Published online 15 April 2008 | 452, 791 (2008) | doi:10.1038/452791b


Merck accused of disguising its role in research

Drug company used ghost-writers for papers published on Vioxx trials.

International drug giant Merck stands accused this week of manipulating research papers on one of its products published in medical journals.

Thousands of documents relating to Merck’s withdrawn painkiller rofecoxib (Vioxx) were made available as part of a legal action. They were reviewed by medical researchers paid by the litigants in the trial, which ended in 2006, and seem to show Merck’s extensive involvement in ghost-writing and ‘guest authorship’ of research and review papers. The results of the analysis are published this week in the Journal of the American Medical Association (JAMA).

By omitting the names — or downgrading the involvement — of drug-industry writers, and adding the names of academics who were not substantially involved in a paper, the industry’s role in research may be concealed. And doctors may be misled over the independence of the work.

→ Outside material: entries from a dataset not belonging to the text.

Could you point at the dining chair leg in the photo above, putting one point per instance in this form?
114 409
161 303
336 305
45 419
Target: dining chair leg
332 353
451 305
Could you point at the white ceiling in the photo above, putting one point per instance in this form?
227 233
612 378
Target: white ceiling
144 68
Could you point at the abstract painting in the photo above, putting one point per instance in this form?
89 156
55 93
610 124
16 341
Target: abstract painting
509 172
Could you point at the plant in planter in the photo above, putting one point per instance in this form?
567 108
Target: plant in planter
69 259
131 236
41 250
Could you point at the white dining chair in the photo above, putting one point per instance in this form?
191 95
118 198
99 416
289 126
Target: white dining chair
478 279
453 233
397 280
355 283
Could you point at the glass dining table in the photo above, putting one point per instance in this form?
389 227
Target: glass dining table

“The idea of a company conducting a clinical trial, having its employees design the trial, analyse the data, write the paper, and then towards the very end recruit academic authors to put their name on the paper to give it that seal of supposed authenticity is very wrong,” says Joseph Ross, a doctor at Mount Sinai School of Medicine, New York, and one of those behind the analysis (J. S. Ross et al. JAMA 299, 1800–1812; 2008).

Ross and his colleagues closely scrutinized 250 documents released by Merck during the case relating to rofecoxib and say there are some strong suggestions of ghost-writing. For example, one of the Merck-held documents lists a number of clinical trials in which a Merck employee is to be author of the first draft of a manuscript. However, when these trials were published, in 16 of 20 of the articles an external academic is listed as first author.

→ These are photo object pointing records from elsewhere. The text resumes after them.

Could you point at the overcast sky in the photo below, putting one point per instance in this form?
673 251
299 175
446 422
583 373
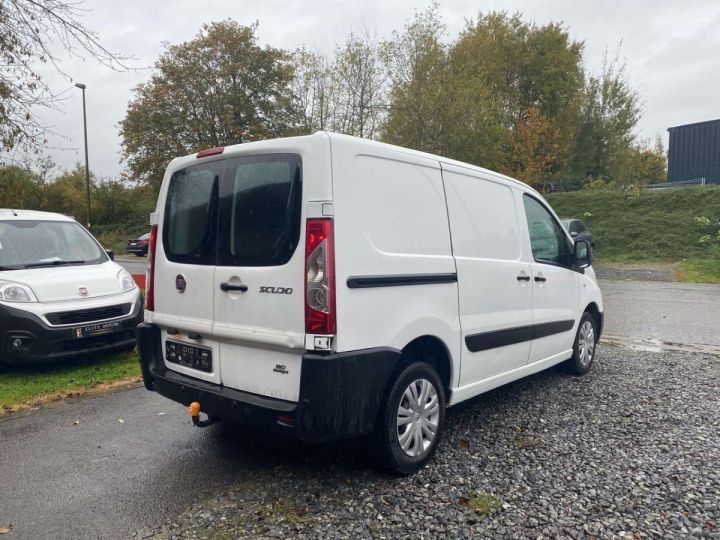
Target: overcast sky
672 50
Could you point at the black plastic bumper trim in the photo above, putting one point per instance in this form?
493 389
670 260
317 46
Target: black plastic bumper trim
365 282
340 394
47 344
519 334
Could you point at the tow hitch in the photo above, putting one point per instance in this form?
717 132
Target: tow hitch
194 412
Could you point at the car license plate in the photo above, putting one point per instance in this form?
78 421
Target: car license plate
188 355
96 329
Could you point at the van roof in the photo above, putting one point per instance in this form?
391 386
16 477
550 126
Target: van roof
425 155
14 214
348 139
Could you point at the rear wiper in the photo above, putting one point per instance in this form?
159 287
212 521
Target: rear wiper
57 262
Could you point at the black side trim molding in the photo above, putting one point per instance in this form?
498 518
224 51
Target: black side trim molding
510 336
396 280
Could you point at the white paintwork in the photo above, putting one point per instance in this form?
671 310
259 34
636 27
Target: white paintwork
57 288
395 211
489 257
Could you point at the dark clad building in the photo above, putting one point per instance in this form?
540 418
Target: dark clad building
694 152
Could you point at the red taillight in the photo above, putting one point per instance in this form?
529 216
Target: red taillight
319 277
150 280
210 151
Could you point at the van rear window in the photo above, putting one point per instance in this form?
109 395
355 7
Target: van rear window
235 212
190 217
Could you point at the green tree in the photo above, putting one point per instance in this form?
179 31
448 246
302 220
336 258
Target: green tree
66 193
423 113
218 89
504 95
647 164
21 188
609 113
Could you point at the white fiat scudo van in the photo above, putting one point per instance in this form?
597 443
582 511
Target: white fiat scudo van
61 295
328 287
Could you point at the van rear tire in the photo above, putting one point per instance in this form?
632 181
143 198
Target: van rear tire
411 422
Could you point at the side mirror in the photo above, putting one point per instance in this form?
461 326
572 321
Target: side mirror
583 254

Where Ross’s team was able to identify manuscript drafts before and after leaving Merck, they found “scant documentary evidence” that authors subsequently named on studies were actually involved. A pattern of “inappropriately attributing authorship to academic authors and a failure to disclose relevant financial relations” emerges from the Merck documents, they say.

Another article based on documents from a separate court case reports “striking” disparities between mortality results for the drug in published papers and those contained in Merck’s internal analyses (B. M. Psaty and R. A. Kronmal JAMA 299, 1813–1817; 2008). Taken together, say two of JAMA’s editors, these papers show that Merck “apparently manipulated dozens of publications to promote one of its products”.

Merck rejects the allegations of manipulation and misrepresentation and denies that the documents show any wrongdoing. Jim Fitzpatrick, a partner at Merck’s external counsel Hughes Hubbard & Reed in New York, says, “These are allegations that were made by these particular authors who acted as experts for the plaintiffs in the Vioxx litigation, and during the course of that litigation Merck responded to all those allegations. Quite frankly, we think that a lot of the conclusions and statements in the articles are either outright incorrect or really misleading because they lack any context surrounding them.”